Together, the group is breaking down game theory and building up a seed-bed for gaming scholars to conduct their research.
“Gaming is a huge industry. It should occupy a relative proportion of our academic interests just by that,” said Thomas Malaby, an Anthropology professor and one of the faculty members of Serious Play. “But there’s a lot of the politics of ‘mere-ness.’ They’re merely games. What’s behind that statement? I’d rather bet on the long proposition that games have demonstrated themselves to be not just economically massive, but a site of real meaning-making for people.”
That’s because video games, just like literature and film, draw on a variety of themes, character tropes, visual mediums, and more to create a cohesive experience for the player and audience.
That was always apparent to English graduate student Kristopher Purzycki, one of the founders of Serious Play.
“Serious Play started out in the Digital Humanities Lab at the UWM Library. It was originally a monthly, informal meet-up around a central topic or theme in a computer game,” Purzycki said. “That kind of built into a larger group. Over the course of a few years, we crossed paths with livestreaming technology. … We thought it would be a good toe-hold to both preserve playing games (through recording) but also to distribute those discussions across the public.”

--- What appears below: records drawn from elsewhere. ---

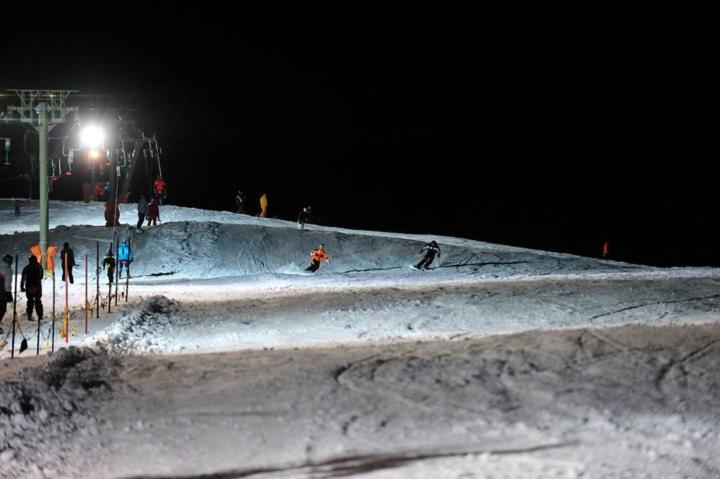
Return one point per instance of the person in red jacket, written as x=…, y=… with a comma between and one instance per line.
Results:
x=317, y=255
x=159, y=188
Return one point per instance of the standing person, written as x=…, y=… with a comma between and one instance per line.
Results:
x=142, y=211
x=153, y=212
x=317, y=255
x=240, y=202
x=263, y=206
x=109, y=263
x=432, y=249
x=66, y=254
x=304, y=217
x=99, y=191
x=6, y=277
x=125, y=257
x=31, y=285
x=159, y=188
x=112, y=214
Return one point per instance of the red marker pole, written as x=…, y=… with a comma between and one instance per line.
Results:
x=87, y=303
x=66, y=320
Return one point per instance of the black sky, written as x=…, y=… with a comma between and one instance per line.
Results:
x=544, y=125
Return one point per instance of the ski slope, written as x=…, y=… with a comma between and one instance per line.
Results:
x=227, y=358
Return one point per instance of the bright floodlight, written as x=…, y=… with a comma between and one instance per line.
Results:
x=92, y=136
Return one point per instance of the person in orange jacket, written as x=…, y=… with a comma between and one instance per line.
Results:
x=317, y=255
x=159, y=189
x=50, y=265
x=263, y=206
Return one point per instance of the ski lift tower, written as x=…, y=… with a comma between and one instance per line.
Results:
x=42, y=109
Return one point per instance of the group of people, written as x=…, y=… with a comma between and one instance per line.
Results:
x=146, y=209
x=33, y=274
x=431, y=251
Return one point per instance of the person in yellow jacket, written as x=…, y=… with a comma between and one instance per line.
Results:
x=263, y=206
x=50, y=267
x=317, y=255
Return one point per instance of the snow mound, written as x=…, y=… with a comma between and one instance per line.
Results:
x=146, y=328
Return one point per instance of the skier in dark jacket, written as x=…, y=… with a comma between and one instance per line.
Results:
x=240, y=202
x=125, y=257
x=432, y=249
x=153, y=212
x=31, y=285
x=142, y=211
x=67, y=257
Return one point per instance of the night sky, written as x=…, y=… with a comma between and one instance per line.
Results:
x=554, y=125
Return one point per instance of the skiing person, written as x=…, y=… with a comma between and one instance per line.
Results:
x=153, y=212
x=6, y=277
x=159, y=188
x=304, y=217
x=263, y=206
x=31, y=285
x=125, y=257
x=317, y=255
x=432, y=249
x=109, y=263
x=240, y=202
x=67, y=257
x=142, y=211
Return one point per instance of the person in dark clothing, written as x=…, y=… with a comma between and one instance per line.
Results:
x=153, y=212
x=67, y=257
x=240, y=202
x=109, y=263
x=125, y=257
x=431, y=249
x=31, y=285
x=304, y=217
x=112, y=214
x=142, y=211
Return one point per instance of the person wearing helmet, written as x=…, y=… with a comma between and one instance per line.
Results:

As the group grew, Malaby and his colleague, English professor Stuart Moulthrop, applied for support from UWM’s Center for 21st Century Studies. The Center granted them space—they call it the Digital Cultures Collaboratory—on the ninth floor of Curtin Hall where the group has a computer set up with a bank of monitors and recording equipment so they can stream their discussions.
“The ‘Lunch Zone’ show discussion varies game by game,” said Kelly Brajevich, an English PhD student and the newest member of Serious Play. “We went really deep into musical analysis one day. One day we talked about creator collaborations.”
“I think it shows what a bunch of scholarly eyes around games, all in the same place, can achieve,” said Malaby. “We’re able to begin and push further some conversations about what’s going on here. Why did this design choice lead to a certain set of outcomes? What does that say about the state of games right now? In what ways are games trying to challenge us? What social commentary is in them?”
The group picks a new game to discuss each week, all based around an overarching theme each month. For example, April was dedicated to games exploring LGBT and queer culture. October was “spooky games” month in honor of Halloween, and November was “cute games” month as a palette cleanser. When Anthony Bourdain passed away, the group focused on video games that involved cooking—“Breath of the Wild” was a popular choice.
Out of those games and discussions has grown a new avenue of research for several students.
“For my own work, a lot of the discussions have led to published articles or articles that are currently under review,” said Joshua Rivers, an Anthropology graduate student who focuses on queer studies. The discussions generated during April’s queer gaming month, centering around games like “tranxiety,” which explores the life and experiences of a trans character, generated plenty of fodder for his research.
Serious Play has even been invited to present their research at conferences, and recently sat for a panel discussion and roundtable at the Meaningful Play Conference at Michigan State.
This type of study is important, Malaby added, not only because it’s a huge industry—video games raked in more than $36 billion last year, according to the Entertainment Software Association—but also because there are troubling aspects to gaming.
“We are getting (good) at using digital technology to architect a way to command people’s attention, dollar after dollar, hours at a time,” he said. “It’s those kinds of questions around games—that I love—that I think we need to get to the bottom of. What makes them so compelling? What is powerful about them? The better we understand that, the better we’ll make good decisions about them.”
A good first step to understanding those games might just be tuning into the Serious Play Twitch channel.